The pandemic raced across the country and shifted the way Midwest Maintenance and their clients were doing business. Some companies needed to scale back and others needed a greater degree of disinfecting and sanitizing their buildings.

With its 55 years of dig-deep tenacity and proven business savvy, Midwest Maintenance stepped up to the challenge in the unsettling times. Jamie also sought the counsel of the wise, humble founders of the company.

“I talked it out with my dad. With COVID, we just didn’t know what was going to happen to the business,” Jamie explains. “At the end of the day, my leadership team all stood up to real leadership. We pulled together to really bond. We grew trust and confidence in one another and did not sit back on our laurels.”
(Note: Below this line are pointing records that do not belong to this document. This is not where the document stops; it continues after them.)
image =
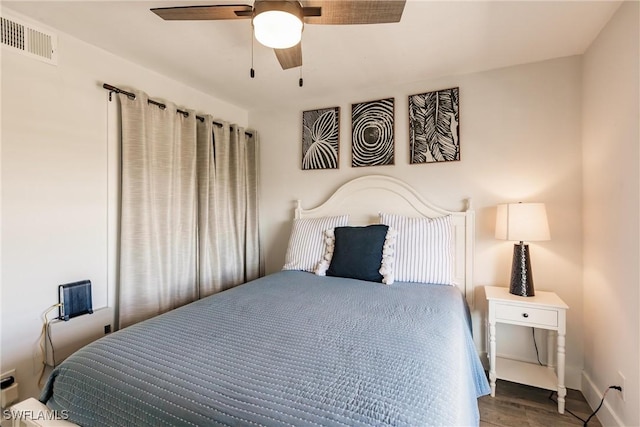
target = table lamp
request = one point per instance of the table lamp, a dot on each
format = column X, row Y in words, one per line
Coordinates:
column 522, row 222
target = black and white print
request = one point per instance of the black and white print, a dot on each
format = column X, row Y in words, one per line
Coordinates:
column 320, row 138
column 373, row 133
column 434, row 124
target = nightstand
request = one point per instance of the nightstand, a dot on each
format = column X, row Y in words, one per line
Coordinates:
column 545, row 310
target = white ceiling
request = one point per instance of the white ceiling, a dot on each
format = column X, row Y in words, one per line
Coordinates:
column 433, row 39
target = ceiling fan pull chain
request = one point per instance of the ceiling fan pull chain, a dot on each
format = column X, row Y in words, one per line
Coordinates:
column 252, row 72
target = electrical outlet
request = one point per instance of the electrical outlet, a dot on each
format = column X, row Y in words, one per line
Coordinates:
column 621, row 380
column 9, row 395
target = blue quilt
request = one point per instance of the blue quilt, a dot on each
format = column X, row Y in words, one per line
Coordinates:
column 289, row 349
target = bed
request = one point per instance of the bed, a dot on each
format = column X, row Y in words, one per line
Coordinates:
column 297, row 348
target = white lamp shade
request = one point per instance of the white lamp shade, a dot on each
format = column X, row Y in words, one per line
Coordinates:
column 522, row 222
column 277, row 29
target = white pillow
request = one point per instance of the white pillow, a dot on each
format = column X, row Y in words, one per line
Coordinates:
column 423, row 248
column 306, row 244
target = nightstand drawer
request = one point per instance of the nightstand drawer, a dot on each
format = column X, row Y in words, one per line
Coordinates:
column 528, row 315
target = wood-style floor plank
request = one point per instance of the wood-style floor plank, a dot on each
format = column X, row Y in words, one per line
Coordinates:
column 518, row 405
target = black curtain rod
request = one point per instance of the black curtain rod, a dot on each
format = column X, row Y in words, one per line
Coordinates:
column 159, row 104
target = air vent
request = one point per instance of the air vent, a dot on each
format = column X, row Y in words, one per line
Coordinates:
column 28, row 40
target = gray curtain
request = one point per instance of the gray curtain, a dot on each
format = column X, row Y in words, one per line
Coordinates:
column 189, row 220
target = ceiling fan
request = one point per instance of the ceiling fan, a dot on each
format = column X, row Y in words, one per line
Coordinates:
column 278, row 24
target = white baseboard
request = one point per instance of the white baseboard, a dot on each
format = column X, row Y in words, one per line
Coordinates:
column 606, row 415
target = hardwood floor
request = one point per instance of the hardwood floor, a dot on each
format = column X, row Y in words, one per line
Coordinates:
column 524, row 406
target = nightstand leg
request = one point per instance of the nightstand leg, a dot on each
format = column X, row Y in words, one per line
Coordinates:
column 551, row 349
column 492, row 358
column 562, row 391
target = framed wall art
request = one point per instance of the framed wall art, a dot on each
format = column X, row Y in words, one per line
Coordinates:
column 434, row 126
column 372, row 141
column 320, row 138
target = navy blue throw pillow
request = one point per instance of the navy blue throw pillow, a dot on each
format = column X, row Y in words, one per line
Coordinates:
column 358, row 252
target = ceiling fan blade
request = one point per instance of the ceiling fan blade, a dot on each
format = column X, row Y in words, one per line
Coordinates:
column 291, row 57
column 216, row 12
column 340, row 12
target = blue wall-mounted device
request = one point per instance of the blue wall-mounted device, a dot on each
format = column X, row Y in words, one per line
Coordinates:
column 75, row 299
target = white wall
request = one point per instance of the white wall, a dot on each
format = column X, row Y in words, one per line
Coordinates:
column 520, row 141
column 611, row 214
column 54, row 182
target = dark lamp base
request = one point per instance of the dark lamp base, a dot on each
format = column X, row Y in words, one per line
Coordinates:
column 521, row 277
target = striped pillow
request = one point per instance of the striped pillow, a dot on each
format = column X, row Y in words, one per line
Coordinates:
column 306, row 244
column 423, row 248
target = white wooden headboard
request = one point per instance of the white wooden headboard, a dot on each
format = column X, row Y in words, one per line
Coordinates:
column 365, row 197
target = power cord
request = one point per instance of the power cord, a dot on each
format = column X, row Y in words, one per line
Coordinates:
column 585, row 422
column 45, row 336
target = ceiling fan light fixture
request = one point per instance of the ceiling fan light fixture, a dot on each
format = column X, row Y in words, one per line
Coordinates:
column 278, row 24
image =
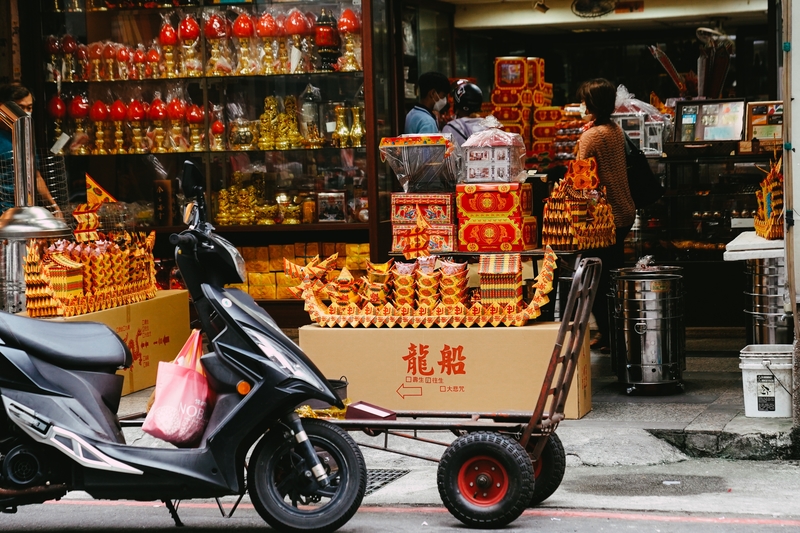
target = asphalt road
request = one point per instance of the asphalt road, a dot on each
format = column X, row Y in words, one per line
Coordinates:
column 76, row 516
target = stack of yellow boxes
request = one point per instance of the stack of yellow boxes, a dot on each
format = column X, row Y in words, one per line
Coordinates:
column 266, row 279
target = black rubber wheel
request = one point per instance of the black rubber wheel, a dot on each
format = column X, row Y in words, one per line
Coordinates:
column 287, row 500
column 549, row 470
column 485, row 479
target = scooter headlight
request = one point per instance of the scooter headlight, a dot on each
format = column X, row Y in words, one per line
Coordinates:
column 283, row 358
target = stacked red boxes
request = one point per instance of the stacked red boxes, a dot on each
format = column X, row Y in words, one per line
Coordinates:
column 438, row 211
column 511, row 98
column 495, row 217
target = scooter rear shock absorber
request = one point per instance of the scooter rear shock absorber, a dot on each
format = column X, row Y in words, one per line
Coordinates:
column 310, row 455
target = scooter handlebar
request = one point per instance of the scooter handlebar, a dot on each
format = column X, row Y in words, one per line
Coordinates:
column 182, row 240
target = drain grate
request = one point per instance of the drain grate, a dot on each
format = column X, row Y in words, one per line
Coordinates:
column 377, row 479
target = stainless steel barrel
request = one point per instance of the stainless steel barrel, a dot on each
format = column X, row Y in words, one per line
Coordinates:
column 765, row 295
column 648, row 340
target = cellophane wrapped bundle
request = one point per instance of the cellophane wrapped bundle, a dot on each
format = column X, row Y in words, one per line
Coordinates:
column 494, row 155
column 68, row 278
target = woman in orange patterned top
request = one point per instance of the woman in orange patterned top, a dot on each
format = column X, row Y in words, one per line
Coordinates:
column 605, row 141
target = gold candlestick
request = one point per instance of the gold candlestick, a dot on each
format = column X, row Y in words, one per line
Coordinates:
column 245, row 67
column 190, row 66
column 314, row 139
column 350, row 61
column 269, row 58
column 99, row 139
column 341, row 135
column 96, row 70
column 176, row 133
column 195, row 138
column 213, row 61
column 110, row 69
column 158, row 137
column 119, row 139
column 284, row 65
column 169, row 62
column 137, row 145
column 357, row 131
column 80, row 133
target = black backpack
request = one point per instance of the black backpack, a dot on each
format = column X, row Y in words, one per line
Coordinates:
column 645, row 187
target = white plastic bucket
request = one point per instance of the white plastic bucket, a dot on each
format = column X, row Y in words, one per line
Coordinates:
column 767, row 380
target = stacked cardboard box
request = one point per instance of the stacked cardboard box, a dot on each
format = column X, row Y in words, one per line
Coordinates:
column 495, row 217
column 437, row 210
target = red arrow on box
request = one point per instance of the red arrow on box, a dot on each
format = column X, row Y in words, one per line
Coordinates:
column 404, row 391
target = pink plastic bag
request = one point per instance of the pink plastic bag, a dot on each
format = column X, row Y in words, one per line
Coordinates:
column 181, row 408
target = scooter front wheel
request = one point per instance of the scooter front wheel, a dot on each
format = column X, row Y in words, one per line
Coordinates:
column 288, row 499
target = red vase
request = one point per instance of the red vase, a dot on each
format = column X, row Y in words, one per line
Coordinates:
column 56, row 107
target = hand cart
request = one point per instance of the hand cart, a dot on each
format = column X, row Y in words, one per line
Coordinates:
column 502, row 463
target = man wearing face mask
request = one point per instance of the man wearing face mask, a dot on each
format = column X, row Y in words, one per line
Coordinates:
column 433, row 90
column 14, row 92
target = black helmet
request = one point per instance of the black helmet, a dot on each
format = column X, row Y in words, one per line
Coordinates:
column 467, row 97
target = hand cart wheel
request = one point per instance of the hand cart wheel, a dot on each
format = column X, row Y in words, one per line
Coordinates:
column 485, row 479
column 548, row 471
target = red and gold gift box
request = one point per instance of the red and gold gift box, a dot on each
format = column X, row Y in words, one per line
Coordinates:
column 547, row 114
column 497, row 235
column 508, row 114
column 436, row 208
column 515, row 127
column 535, row 72
column 493, row 200
column 506, row 97
column 510, row 72
column 540, row 99
column 441, row 238
column 544, row 130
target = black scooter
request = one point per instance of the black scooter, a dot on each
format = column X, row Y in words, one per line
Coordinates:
column 60, row 431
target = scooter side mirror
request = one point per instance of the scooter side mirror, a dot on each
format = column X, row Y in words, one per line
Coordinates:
column 192, row 180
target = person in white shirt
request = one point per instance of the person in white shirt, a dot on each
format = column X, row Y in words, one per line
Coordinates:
column 433, row 89
column 467, row 100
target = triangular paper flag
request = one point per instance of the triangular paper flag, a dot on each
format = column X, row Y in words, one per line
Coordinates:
column 95, row 194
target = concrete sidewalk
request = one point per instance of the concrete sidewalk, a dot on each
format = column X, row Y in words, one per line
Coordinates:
column 663, row 452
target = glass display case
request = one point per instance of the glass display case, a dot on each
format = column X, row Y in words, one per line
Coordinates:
column 283, row 104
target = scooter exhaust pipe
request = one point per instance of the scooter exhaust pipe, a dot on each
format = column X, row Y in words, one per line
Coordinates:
column 317, row 470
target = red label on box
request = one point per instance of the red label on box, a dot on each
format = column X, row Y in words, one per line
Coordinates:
column 496, row 200
column 497, row 235
column 506, row 97
column 441, row 238
column 510, row 72
column 436, row 208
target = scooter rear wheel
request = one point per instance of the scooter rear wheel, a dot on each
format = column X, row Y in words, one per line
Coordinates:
column 287, row 500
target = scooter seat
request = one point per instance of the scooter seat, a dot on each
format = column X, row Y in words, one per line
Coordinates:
column 70, row 345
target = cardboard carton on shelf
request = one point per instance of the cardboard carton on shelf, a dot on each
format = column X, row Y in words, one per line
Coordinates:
column 154, row 330
column 451, row 369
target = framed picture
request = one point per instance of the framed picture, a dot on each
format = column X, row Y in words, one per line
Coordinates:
column 765, row 122
column 709, row 120
column 331, row 206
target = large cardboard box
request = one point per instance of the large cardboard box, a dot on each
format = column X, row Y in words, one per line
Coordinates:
column 154, row 330
column 449, row 369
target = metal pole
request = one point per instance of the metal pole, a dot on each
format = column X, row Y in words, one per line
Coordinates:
column 789, row 195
With a stellar reputation stretching over five and a half decades, Midwest Maintenance has stood toe to toe with the disinfecting protocols that COVID-19 requires. The company proved an industry leader in implementing innovations in cleaning techniques. The Clorox® Total 360® electrostatic sprayer is now a frontline defender in the company’s cleaning portfolio. Before the pandemic, disinfecting an arena would take dozens of people a whole day but now only takes about three hours.

Reinventing the Business

Jamie and her teams have long said that their sanitizing and disinfecting helps boost productivity for businesses, especially during cold and flu season. Now stopping the spread of communicable diseases has earned Midwest Maintenance greater relevance with clients and the general public. Even when Jamie herself contracted the coronavirus in September and quarantined at home, she took a step back to see her leadership team continue to move forward.

“The year 2020 has been a crazy year of resilience. I feel grateful for my health, my family, my kids. I feel grateful for my team at Midwest Maintenance and I’m really excited about this coming year,” Jamie shares. “In about three to six months our company is going to really start to see the fruit of what we’ve been planting. During COVID we didn’t just stop to put out fires. We made the decision to go forward with our future, with our one-year, three-year and 10-year plans in building business. We reinvented ourselves. That gives me hope. It gives me excitement for the possibilities.”

With the Gutierrez family, excitement for the possibilities no doubt took root back in the family garage and on those early Saturday mornings when Jamie was wiping out ashtrays. Congratulations Paul, Alice and Jamie for modeling a legacy of hard work, exceptional service and the foresight to promote people along the way.